Drug sensitivity screening data for GDSC1/23, CTRP1/24,5, and PRISM6 were obtained from their original websites (Table S2). For the gCSI dataset7, curated drug response data were obtained from PharmacoDB40,41. We employed the area under the drug-response curve (AUC) values rather than the half maximal inhibitory concentration (IC50) for comparing drug effects, because the AUC reportedly contains fewer outliers compared to the IC5042, and, indeed, had fewer missing values in the datasets. In these datasets, the same drug may have been assayed multiple times under different conditions. For an unbiased evaluation, we analyzed all such assays separately without any modification. Among the compounds in the CTRP1/2, those with clinical application or FDA approval were retained. Similarly, among the compounds studied in the PRISM, those relevant to the field of oncology were retained. All drugs were integrated using their drug name and PubChem compound ID, and then categorized into 24 classes based on drug annotations in the GDSC and CTRP. The categories included Platinum, PARP inhibitor, Topoisomerase inhibitor, DNA alkylator, DNA inhibitor, Antimetabolite, PI3K/MTOR signaling, RTK signaling, Chromatin-related, ERK MAPK signaling, Cell cycle-related, Anti-microtubular, Protein stability and degradation, Apoptosis regulation, EGFR signaling, WNT signaling, Genome integrity, Metabolism, Hormone-related, IGF1R signaling, p53 pathway, Cytoskeleton, JNK and p38 signaling, and Others (Table S3).
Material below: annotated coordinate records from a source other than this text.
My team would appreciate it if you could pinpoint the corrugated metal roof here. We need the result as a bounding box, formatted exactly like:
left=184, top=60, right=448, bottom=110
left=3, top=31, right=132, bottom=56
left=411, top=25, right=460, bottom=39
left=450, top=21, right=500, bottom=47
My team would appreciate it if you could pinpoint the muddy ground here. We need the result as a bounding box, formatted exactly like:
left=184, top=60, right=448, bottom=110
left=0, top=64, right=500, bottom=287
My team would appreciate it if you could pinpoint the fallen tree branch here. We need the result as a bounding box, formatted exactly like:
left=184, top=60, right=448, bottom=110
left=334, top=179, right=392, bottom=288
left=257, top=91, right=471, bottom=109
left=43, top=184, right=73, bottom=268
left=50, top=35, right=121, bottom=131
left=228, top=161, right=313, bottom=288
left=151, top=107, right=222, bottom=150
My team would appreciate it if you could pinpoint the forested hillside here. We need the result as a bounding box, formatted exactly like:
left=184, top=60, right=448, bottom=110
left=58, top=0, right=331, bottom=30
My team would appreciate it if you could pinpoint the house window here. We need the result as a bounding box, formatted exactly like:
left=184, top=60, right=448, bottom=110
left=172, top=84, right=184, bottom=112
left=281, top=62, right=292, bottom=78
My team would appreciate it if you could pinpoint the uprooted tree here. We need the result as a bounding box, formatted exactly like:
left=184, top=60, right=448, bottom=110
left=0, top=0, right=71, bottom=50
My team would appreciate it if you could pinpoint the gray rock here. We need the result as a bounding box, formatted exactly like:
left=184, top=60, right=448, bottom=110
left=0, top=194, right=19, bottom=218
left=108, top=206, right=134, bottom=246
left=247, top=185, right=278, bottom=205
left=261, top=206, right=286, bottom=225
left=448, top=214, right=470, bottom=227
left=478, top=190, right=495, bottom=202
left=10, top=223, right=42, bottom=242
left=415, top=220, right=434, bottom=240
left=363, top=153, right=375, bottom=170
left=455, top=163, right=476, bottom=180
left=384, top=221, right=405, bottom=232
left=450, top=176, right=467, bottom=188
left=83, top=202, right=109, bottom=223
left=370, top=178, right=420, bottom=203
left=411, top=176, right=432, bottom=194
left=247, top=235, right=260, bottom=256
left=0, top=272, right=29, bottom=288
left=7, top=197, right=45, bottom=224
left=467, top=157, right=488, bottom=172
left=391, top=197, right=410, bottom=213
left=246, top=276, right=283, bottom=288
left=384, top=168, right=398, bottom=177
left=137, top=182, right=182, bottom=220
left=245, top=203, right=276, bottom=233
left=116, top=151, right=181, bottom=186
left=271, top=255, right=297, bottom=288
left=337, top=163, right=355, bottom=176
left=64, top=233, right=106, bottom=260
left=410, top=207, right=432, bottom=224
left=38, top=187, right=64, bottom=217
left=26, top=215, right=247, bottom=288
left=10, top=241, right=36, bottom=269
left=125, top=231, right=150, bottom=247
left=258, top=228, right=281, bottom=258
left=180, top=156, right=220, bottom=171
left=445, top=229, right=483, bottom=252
Assays with insufficient number of samples for comparison were excluded; in the CCLE datasets, 82 assays with fewer than 10 samples with HR-related gene alterations were excluded and the remaining 800 assays were analyzed; in the CLP datasets, 213 assays with fewer than 10 samples with HR-related gene alterations were excluded and the remaining 669 assays were analyzed.

Statistical analysis

All statistical analyses were performed using Python (3.8.8). Comparison of drug sensitivity between cell lines per assay was performed by the Mann-Whitney and Spearman’s correlation tests using SciPy module (1.7.2). P values were corrected for multiple testing using the Holm method. Adjusted P value < 0.05 was considered statistically significant.

Ethics

This study used only previously published anonymized data and was exempt from institutional review board approvals and informed consent for patients.